Probably you all (y'all) think the Americans don't know anything about the typical Dutch sport korfball. And you're right, they don't. Most of them. But there is one exception: the group that played korfball during the late seventies and the eighties. Team USA participated at world championships and was the revelation of the World Games in 1985. They upset the international world of korfball (which by then was basically just The Netherlands and Belgium) and won the bronze medal.
Chris 'Cheeks' Frederick was a member of the team who competed at that World Games. "Most of us were converted basketball players.

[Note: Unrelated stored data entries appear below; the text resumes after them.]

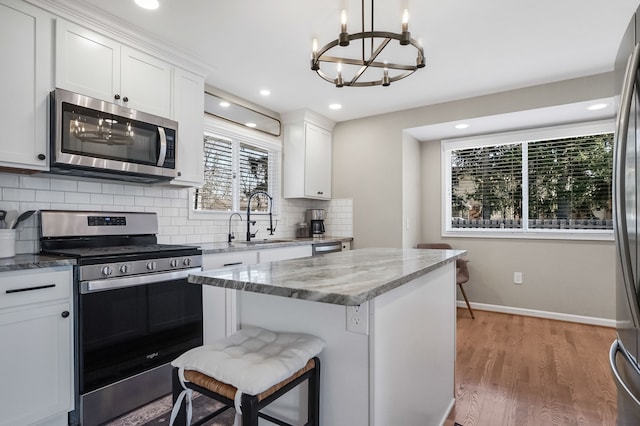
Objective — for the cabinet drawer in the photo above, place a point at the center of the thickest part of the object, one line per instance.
(33, 286)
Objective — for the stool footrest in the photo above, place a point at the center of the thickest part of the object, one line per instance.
(252, 404)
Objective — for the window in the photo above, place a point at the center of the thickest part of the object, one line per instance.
(554, 181)
(236, 166)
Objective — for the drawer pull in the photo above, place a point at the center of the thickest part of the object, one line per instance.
(20, 290)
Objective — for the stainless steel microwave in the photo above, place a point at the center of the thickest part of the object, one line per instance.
(94, 138)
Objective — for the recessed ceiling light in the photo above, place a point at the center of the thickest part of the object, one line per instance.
(596, 107)
(148, 4)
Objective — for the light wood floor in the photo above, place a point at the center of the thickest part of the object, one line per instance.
(516, 370)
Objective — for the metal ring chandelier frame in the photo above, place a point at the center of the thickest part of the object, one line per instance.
(404, 38)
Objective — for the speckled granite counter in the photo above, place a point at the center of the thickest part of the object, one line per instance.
(258, 244)
(33, 261)
(345, 278)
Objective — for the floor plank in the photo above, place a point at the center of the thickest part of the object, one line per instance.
(525, 371)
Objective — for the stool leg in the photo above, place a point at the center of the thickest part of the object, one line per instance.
(249, 407)
(313, 402)
(176, 389)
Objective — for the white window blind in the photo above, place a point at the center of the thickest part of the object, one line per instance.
(539, 181)
(570, 182)
(217, 191)
(234, 170)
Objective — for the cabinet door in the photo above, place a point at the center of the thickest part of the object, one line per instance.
(189, 113)
(25, 40)
(86, 62)
(317, 162)
(145, 82)
(35, 363)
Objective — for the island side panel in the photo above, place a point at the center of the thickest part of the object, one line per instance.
(344, 381)
(413, 351)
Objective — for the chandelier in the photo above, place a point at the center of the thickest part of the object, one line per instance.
(366, 63)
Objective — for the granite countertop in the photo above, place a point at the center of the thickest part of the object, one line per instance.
(344, 278)
(33, 261)
(262, 244)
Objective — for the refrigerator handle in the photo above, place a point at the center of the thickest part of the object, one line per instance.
(615, 348)
(621, 133)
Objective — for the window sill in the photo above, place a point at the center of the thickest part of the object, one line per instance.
(532, 235)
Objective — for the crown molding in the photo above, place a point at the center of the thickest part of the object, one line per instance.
(96, 19)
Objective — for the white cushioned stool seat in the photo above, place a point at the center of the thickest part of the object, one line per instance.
(252, 360)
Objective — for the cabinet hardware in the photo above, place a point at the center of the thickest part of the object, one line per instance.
(20, 290)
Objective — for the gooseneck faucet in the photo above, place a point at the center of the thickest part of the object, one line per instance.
(231, 236)
(271, 228)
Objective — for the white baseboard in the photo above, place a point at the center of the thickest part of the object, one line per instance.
(540, 314)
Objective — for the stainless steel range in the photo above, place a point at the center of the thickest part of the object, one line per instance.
(135, 311)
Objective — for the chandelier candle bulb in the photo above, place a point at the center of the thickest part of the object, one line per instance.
(356, 74)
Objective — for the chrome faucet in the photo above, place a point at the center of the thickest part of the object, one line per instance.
(231, 236)
(271, 228)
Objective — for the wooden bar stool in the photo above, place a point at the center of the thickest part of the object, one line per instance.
(248, 370)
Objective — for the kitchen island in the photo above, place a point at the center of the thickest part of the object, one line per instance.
(388, 319)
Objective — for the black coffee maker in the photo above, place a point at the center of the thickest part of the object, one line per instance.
(315, 220)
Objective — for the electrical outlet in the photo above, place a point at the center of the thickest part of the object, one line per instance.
(517, 277)
(358, 318)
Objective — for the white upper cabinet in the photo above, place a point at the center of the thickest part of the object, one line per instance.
(91, 64)
(25, 45)
(307, 156)
(189, 112)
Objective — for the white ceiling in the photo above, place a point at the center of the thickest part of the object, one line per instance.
(472, 47)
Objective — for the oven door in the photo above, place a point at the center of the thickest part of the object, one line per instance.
(130, 325)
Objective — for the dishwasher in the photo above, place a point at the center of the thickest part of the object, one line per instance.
(318, 249)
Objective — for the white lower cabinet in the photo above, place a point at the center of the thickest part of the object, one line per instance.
(220, 305)
(36, 360)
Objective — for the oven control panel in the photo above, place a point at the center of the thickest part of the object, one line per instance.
(138, 267)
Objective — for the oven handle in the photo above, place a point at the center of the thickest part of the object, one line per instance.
(115, 283)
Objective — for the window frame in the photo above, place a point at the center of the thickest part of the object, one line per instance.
(223, 130)
(521, 136)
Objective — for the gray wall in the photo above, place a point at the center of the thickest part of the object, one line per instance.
(369, 155)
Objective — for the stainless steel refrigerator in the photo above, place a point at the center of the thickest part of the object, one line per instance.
(624, 355)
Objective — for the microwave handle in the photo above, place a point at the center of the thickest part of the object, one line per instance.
(163, 146)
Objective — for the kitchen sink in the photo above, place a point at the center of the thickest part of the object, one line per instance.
(262, 242)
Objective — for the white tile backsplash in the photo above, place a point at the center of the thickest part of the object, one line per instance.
(40, 192)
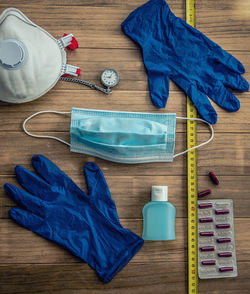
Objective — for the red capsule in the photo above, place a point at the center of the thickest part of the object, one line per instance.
(226, 269)
(206, 220)
(223, 226)
(207, 248)
(206, 234)
(204, 193)
(205, 205)
(213, 178)
(222, 211)
(208, 262)
(225, 254)
(223, 240)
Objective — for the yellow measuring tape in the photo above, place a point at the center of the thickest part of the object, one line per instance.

We knew the idea of man to man defense, we knew the idea of moving without the ball, but not being able to dribble was tough and then off course shooting on the eleven and a half foot basket; that was a challenge for us." USA surprised England and West-Germany at a penalty shoot-out for the bronze. "I remember I took the first one and put the pressure on the other teams."
In the Netherlands korfball is played in the typical clubs structure of the country. A structure that is not known in the United States. Cheeks: "Korfball was played in colleges. In Tulsa, Oklahoma and Houston, Texas and Oregon State, they had korfball clubs. It started to die out when our generation started to age out, so we're hoping younger people picking it up again, because it's a great co-ed sport. We have the athletes to be good at korfball."
Back in 1985 Cheeks Frederick was chosen in the all star team by the IKF. An election he is proud of. "I take that as a very high honour", he says with a big smile on his face. "Hey, it really happened, it's in print, it's not something someone made up, so I'm very grateful for that." The group of korfball players from 40 years ago is invited at the day of the semi-finals at the World Games in Birmingham. It's a little reunion and there is an official moment at the Birmingham Jefferson Convention Center. "We got a beautiful certificate, a recognition of achievements given by the IKF of us winning the bronze medal back in the days. We are really thankful the federation looks after older athletes like us."